RELEASE DATE: JULY 25
The town was jumping, everybody was geared up for the celebration. The BCU—the Bedlam Credit Union—had cordoned off a section of its parking lot for those of us in the Moonrise Coven, given we were leading the ritual. It was directly across from Turnwheel Park—a large city park that was used for holiday events. During the rest of the year, the city sold licenses to various vendors and events coordinators to hold large scale productions.
During the spring and summer, the farmer’s market ran almost every weekend, and the park was filled with renaissance fairs. In autumn, the Bedlam County Fair held competitions, including a jam & jelly competition, a pickling competition, and the best baker’s competition. Neverfall Academy held its annual spelling bee in the park, along with dances and other events. Thanksgiving saw the community dinner, where all were welcome. The Winter Carnival was a yearly event. And through the year, the Moonrise Coven led rituals for the four of the eight high holidays. We guided the city through the equinoxes and solstices.
I found the rest of the coven, and made sure to put on a good face for them. Tonight was about new beginnings and renewal and a balance of energies between light and dark. I forced myself to focus and leave everything else outside as we discussed the final preparations for the magical ritual we’d be leading.
Sandy and I checked over the altar to make certain everything was there. The ritual sword, with which I would cast the Circle, the chalice and cakes, the incense and the spell components I’d need to conjure up the butterflies for the end of the ritual.
Finally, satisfied that all was in order, I motioned to the coven and we retreated into a small tent to the side. Everyone was there who was supposed to be: Sandy and me, Tristan, Angus, Terrance, and Tanith. Members of the Inner Council, we would lead the ritual. The other members of the coven—sixteen in all—would take their places throughout the crowds, guiding the townsfolk through the ritual.
An auxiliary group—the Moonrise Drummers—a group of witches who found their magic through music—were there to play for us. Thirteen in number, together they possessed an amazing array of talents.
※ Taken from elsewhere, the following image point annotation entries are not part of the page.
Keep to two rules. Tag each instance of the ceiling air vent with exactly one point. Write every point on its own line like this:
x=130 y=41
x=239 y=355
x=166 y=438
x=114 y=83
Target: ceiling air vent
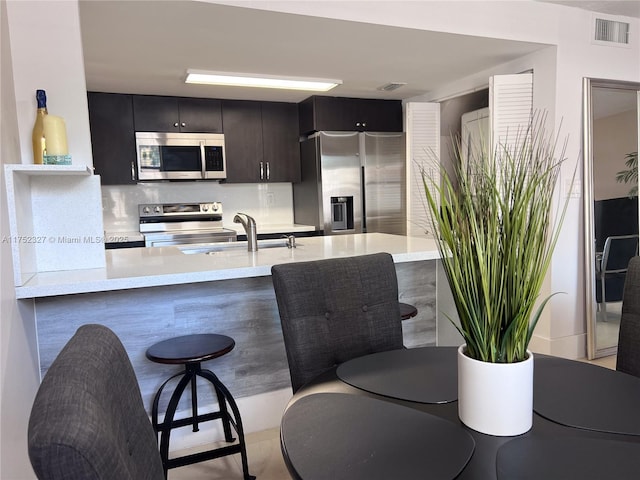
x=611 y=31
x=391 y=86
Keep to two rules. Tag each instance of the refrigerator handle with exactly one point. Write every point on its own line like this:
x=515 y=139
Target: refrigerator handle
x=364 y=201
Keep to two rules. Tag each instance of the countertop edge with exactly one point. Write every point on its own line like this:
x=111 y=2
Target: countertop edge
x=104 y=280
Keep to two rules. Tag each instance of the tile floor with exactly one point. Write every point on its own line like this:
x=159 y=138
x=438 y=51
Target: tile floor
x=265 y=457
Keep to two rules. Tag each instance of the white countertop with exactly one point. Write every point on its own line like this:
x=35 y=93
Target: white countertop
x=150 y=267
x=135 y=236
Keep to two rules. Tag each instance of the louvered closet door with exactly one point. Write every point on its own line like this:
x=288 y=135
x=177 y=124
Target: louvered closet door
x=423 y=152
x=510 y=106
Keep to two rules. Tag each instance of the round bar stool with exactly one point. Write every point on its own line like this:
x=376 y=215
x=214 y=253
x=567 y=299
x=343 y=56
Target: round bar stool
x=407 y=311
x=190 y=351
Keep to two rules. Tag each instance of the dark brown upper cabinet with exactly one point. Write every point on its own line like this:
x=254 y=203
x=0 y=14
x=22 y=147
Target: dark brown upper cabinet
x=154 y=113
x=320 y=113
x=261 y=141
x=112 y=137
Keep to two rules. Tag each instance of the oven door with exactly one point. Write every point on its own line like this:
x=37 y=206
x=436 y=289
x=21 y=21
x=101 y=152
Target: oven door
x=173 y=239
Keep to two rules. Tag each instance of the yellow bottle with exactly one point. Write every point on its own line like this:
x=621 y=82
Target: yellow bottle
x=37 y=136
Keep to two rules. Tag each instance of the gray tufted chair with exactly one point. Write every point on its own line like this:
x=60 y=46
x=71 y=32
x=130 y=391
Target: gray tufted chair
x=335 y=310
x=628 y=360
x=88 y=421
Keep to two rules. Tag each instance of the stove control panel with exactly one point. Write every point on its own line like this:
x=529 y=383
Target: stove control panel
x=182 y=209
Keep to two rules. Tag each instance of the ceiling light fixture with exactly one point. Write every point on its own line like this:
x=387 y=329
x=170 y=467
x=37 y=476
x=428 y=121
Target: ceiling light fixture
x=260 y=81
x=388 y=87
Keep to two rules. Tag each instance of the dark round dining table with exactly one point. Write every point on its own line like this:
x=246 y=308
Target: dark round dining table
x=394 y=415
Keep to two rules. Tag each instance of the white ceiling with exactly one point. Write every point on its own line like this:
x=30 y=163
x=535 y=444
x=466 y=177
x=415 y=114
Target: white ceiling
x=627 y=8
x=147 y=46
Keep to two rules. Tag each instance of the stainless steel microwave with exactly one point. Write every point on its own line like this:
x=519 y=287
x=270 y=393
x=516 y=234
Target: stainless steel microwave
x=180 y=156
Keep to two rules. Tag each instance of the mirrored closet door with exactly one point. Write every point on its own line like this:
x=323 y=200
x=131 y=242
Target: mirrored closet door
x=611 y=124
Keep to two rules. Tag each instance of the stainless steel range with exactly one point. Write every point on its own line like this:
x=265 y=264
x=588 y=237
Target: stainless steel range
x=166 y=224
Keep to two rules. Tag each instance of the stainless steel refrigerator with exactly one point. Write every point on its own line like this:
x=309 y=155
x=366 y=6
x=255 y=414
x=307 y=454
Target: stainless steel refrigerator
x=352 y=182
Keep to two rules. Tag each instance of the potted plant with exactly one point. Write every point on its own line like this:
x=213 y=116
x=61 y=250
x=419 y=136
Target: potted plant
x=631 y=174
x=492 y=223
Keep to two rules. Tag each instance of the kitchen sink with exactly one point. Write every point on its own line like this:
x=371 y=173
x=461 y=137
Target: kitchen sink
x=213 y=248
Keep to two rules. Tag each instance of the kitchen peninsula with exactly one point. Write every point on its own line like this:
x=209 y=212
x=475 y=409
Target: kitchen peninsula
x=149 y=294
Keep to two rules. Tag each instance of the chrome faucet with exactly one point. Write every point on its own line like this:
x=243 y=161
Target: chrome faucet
x=249 y=225
x=290 y=240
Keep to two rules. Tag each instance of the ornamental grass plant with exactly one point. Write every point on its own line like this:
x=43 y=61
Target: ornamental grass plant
x=492 y=222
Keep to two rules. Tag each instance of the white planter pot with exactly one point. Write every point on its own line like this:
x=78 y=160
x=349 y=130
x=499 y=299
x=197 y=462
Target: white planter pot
x=495 y=398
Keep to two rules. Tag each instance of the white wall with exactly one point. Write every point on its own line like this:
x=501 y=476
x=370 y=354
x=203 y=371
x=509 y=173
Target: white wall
x=45 y=52
x=19 y=371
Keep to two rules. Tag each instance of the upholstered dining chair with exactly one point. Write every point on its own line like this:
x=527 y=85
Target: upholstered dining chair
x=628 y=359
x=88 y=421
x=336 y=309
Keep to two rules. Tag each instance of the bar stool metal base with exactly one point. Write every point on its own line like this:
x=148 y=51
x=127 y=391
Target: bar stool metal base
x=229 y=419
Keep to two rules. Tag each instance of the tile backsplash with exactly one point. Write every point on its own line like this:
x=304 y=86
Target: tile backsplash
x=268 y=203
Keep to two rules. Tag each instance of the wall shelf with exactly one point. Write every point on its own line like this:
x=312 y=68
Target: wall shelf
x=47 y=169
x=55 y=219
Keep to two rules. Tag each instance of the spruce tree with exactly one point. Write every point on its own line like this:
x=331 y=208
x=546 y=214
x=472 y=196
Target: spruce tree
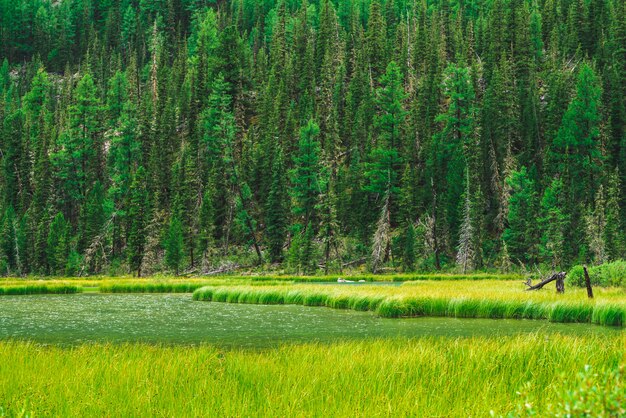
x=174 y=247
x=57 y=245
x=138 y=214
x=552 y=223
x=276 y=218
x=519 y=234
x=305 y=188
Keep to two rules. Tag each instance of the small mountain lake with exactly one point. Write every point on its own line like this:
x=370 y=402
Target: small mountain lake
x=176 y=319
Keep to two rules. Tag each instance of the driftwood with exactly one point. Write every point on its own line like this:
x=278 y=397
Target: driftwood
x=588 y=283
x=560 y=282
x=222 y=269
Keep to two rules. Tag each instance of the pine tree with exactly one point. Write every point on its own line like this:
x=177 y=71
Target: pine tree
x=614 y=234
x=305 y=188
x=206 y=225
x=276 y=212
x=454 y=147
x=57 y=245
x=552 y=223
x=408 y=255
x=577 y=153
x=174 y=247
x=138 y=214
x=466 y=252
x=595 y=228
x=519 y=234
They stationed themselves at the four directional markers and as we neared five pm, they began to beat out a tattoo, calling the village to ceremony.
We waited until the precise moment, then I led the other ritualists to the main altar.
The rest of the coven led the townsfolk who had gathered—there must have been a thousand people show up for the ritual—into a series of concentric circles around the main altar. The drummers built the tempo and then, when everyone was in place, I lifted the sword high into the air and the drumbeat fell to a hush.